Plunging oil prices reaped a massive toll on Aberdeen’s hotels in 2015, dragging down average performance measures for the Scottish industry as a whole.
The dramatic collapse in activity in the Granite City tempered an otherwise positive year for the industry, with a “marked division” between the North-east and other parts of the country. Occupancy and revenue levels remained resilient in Edinburgh, Glasgow and Inverness, according to annual figures compiled from the monthly hotel trends survey by accountancy firm BDO.
Edinburgh had the fifth-highest revenue of any city outside London last year, while Glasgow ranked third in occupancy after Chester and Southampton. Edinburgh, Glasgow and Inverness were all well ahead of UK, English and Welsh averages for both revenue and occupancy.
But Aberdeen fell in the rankings as occupancy levels dropped by 18.5 per cent on the previous year to 64 per cent, well below both the Scottish and UK average. Revenues in Aberdeen tumbled by 22 per cent on the industry’s standard measure of rooms yield.
Alastair Rae, partner in hospitality and leisure at BDO, said those figures skewed the Scottish averages as overall occupancy dipped by 0.9 per cent to 76.1 per cent. Revenues throughout the country were 2.2 per cent lower at £51.65.
But the decline in Aberdeen was also partially because it was “from such a great height”, Rae added.
“Despite a 22 per cent revenue fall year-on-year, Aberdeen still has a higher figure at £53.60 than Glasgow at £51.82,” he said. “This reflects the very rarefied market that Aberdeen occupied prior to the fall in oil price.

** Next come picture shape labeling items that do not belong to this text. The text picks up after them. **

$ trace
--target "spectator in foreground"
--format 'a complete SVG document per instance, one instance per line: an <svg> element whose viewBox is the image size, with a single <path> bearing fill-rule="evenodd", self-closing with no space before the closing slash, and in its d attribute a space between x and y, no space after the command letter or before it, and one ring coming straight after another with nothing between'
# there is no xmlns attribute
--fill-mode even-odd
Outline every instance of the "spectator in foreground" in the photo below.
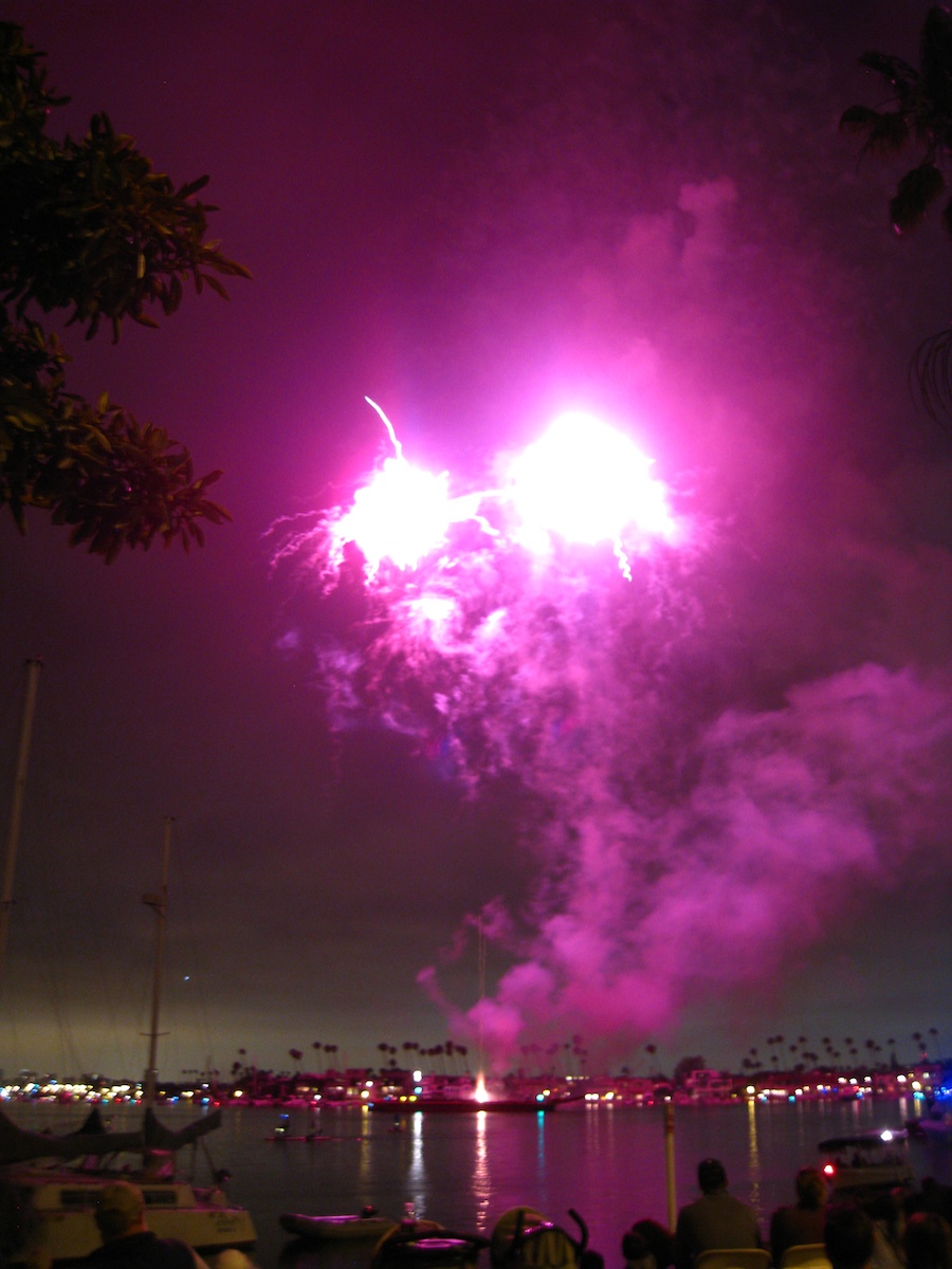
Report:
<svg viewBox="0 0 952 1269"><path fill-rule="evenodd" d="M826 1180L819 1167L801 1167L796 1181L797 1202L778 1207L770 1217L770 1253L781 1265L790 1247L823 1242L826 1222Z"/></svg>
<svg viewBox="0 0 952 1269"><path fill-rule="evenodd" d="M702 1159L697 1167L701 1198L678 1213L674 1266L692 1269L702 1251L762 1247L760 1228L751 1207L727 1192L727 1173L718 1159Z"/></svg>
<svg viewBox="0 0 952 1269"><path fill-rule="evenodd" d="M152 1233L146 1227L145 1208L138 1185L129 1181L104 1185L95 1211L103 1245L90 1251L84 1263L102 1269L208 1269L188 1244Z"/></svg>
<svg viewBox="0 0 952 1269"><path fill-rule="evenodd" d="M938 1212L914 1212L902 1246L908 1269L952 1269L952 1225Z"/></svg>
<svg viewBox="0 0 952 1269"><path fill-rule="evenodd" d="M873 1223L856 1203L836 1203L826 1211L823 1230L833 1269L866 1269L873 1251Z"/></svg>

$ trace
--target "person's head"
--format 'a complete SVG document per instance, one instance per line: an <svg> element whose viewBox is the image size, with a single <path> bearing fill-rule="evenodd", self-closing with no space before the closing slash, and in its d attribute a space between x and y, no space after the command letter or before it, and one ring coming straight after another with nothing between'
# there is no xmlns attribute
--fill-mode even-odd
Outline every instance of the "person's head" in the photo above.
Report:
<svg viewBox="0 0 952 1269"><path fill-rule="evenodd" d="M95 1222L103 1242L143 1230L145 1207L146 1202L138 1185L131 1185L128 1181L104 1185L99 1192L95 1211Z"/></svg>
<svg viewBox="0 0 952 1269"><path fill-rule="evenodd" d="M627 1269L659 1269L647 1239L637 1230L628 1230L622 1237L622 1255Z"/></svg>
<svg viewBox="0 0 952 1269"><path fill-rule="evenodd" d="M952 1269L952 1226L938 1212L914 1212L902 1247L909 1269Z"/></svg>
<svg viewBox="0 0 952 1269"><path fill-rule="evenodd" d="M863 1269L872 1256L872 1217L856 1203L834 1204L826 1213L823 1244L833 1269Z"/></svg>
<svg viewBox="0 0 952 1269"><path fill-rule="evenodd" d="M668 1265L674 1264L674 1236L670 1230L650 1217L644 1217L632 1225L631 1232L647 1244L658 1269L668 1269Z"/></svg>
<svg viewBox="0 0 952 1269"><path fill-rule="evenodd" d="M819 1212L826 1202L826 1179L819 1167L801 1167L796 1179L797 1203Z"/></svg>
<svg viewBox="0 0 952 1269"><path fill-rule="evenodd" d="M702 1194L715 1194L727 1189L727 1173L720 1159L702 1159L697 1165L697 1183Z"/></svg>

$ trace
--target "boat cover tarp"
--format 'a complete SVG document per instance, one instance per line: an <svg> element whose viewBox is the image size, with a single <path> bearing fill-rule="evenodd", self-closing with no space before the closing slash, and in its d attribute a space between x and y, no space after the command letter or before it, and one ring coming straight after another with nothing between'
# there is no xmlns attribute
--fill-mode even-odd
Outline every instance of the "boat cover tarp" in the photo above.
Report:
<svg viewBox="0 0 952 1269"><path fill-rule="evenodd" d="M141 1128L132 1132L107 1132L98 1108L76 1132L56 1136L20 1128L0 1110L0 1164L24 1164L32 1159L80 1159L114 1155L123 1151L180 1150L221 1127L221 1110L203 1115L178 1131L159 1122L147 1109Z"/></svg>

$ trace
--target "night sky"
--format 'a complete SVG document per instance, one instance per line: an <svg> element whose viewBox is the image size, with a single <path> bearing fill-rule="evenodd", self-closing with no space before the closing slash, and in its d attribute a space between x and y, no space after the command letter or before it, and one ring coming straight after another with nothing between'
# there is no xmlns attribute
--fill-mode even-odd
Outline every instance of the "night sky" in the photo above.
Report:
<svg viewBox="0 0 952 1269"><path fill-rule="evenodd" d="M915 62L924 14L6 5L72 98L51 131L105 110L176 183L209 173L254 275L116 346L66 332L70 386L221 467L232 524L107 567L0 516L4 825L44 662L8 1075L142 1070L165 815L168 1077L239 1049L322 1068L314 1043L472 1057L480 912L506 1066L559 1044L578 1068L572 1037L641 1074L777 1034L910 1060L930 1028L949 1056L952 439L906 372L952 246L890 228L913 154L861 164L836 127L883 100L859 53ZM395 633L397 717L354 660L359 595L273 567L391 452L366 395L471 483L561 410L605 416L689 542L631 581L611 548L509 576L493 681ZM439 725L434 675L471 688Z"/></svg>

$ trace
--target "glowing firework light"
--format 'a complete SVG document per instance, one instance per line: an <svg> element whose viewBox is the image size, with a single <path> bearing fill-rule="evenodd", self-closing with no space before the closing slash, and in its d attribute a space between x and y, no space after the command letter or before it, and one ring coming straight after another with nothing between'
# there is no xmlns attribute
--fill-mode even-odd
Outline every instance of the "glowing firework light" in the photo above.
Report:
<svg viewBox="0 0 952 1269"><path fill-rule="evenodd" d="M941 830L948 685L867 666L726 708L698 528L623 433L562 415L490 487L453 491L374 409L392 456L278 560L350 596L314 638L336 726L381 720L470 791L510 772L529 794L534 891L479 917L510 970L468 1013L420 975L458 1032L500 1062L566 1032L623 1052L779 973L838 881Z"/></svg>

“There are some signs of stabilising in the oil price so I would expect the downward curve in the occupancy and revenue in Aberdeen to reduce somewhat as the market comes to terms with its new operating environment.”
In Edinburgh, revenue was up 0.5 per cent on the previous year at £60.27, with an increase in occupancy to 80.4 per cent. Revenue in Inverness rose by 4.3 per cent to £55.26.
Occupancy in Glasgow edged slightly higher to 81.6 per cent, though revenues eased by 0.1 per cent in the wake of a strong 2014 bolstered by the Commonwealth Games and Ryder Cup.
Looking ahead, Rae said many hoteliers across the wider market anticipate steady and improving profitability in the current year, but “not exceptionally so”. He added: “The hospitality sector is prone to the broader economic mood, which still seems slightly uncertain at present.”